Robinhood has increased its headcount from 700 to 3,800 since the beginning of 2020.
“After carefully considering all of these factors, we have decided that making these cuts to Robinhood employees is the right decision to improve efficiency, increase our speed and ensure we are responsive to the changing needs of our customers,” said Teneff.
Going forward, the company will continue to “prioritize internal opportunities for automation and operational efficiency,” Tenev wrote.
Robinhood’s IPO was at $38 a share and it quickly rose to $85 but has since declined. Stocks are down 46% so far in 2022, while the S&P 500 is down 13%.

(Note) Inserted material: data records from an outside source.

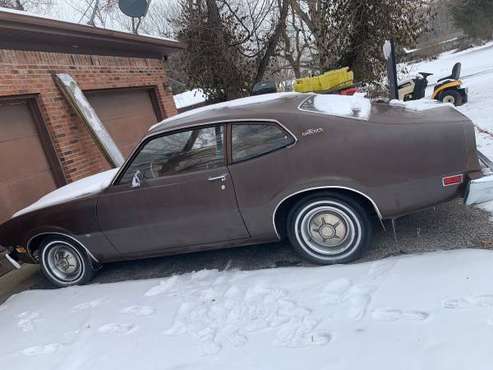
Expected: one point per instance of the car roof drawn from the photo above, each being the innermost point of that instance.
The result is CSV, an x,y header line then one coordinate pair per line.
x,y
254,107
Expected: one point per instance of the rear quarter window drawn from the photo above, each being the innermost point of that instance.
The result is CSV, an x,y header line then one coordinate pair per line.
x,y
251,140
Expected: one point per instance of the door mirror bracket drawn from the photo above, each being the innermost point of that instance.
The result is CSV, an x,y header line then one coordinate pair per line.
x,y
138,179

In early April, Goldman Sachs lowered the company’s rating to sell from neutral, citing headwinds as investors withdraw due to sluggish markets and waning Covid stimulus measures.

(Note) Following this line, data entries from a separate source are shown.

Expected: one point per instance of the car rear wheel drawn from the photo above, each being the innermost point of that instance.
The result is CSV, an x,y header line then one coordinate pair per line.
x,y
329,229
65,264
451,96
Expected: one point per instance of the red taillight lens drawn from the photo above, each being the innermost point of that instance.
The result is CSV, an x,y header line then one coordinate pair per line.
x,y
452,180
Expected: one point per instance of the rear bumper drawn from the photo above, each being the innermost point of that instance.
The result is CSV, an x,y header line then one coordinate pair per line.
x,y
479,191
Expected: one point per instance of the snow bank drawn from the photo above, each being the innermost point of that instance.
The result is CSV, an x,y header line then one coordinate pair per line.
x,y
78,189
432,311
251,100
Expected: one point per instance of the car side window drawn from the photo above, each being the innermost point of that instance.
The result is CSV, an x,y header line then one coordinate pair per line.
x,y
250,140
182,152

“We believe HOOD could continue to see higher levels of turmoil as these investors take advantage of their smaller dollar account sizes for daily spending,” Goldman analysts wrote.
Robinhood tends to attract new investors, with average account sizes around $4,000. The company said the average age of its users is 31, and about 50% of them are first-time investors, making it more vulnerable to backtracking during the economic slowdown.
Goldman doesn’t see a clear path to profitability for Robinhood, a bad sign as investors become more skeptical of unprofitable fintech companies.
Shares of the stock fell 5.5 percent in after-hours trading.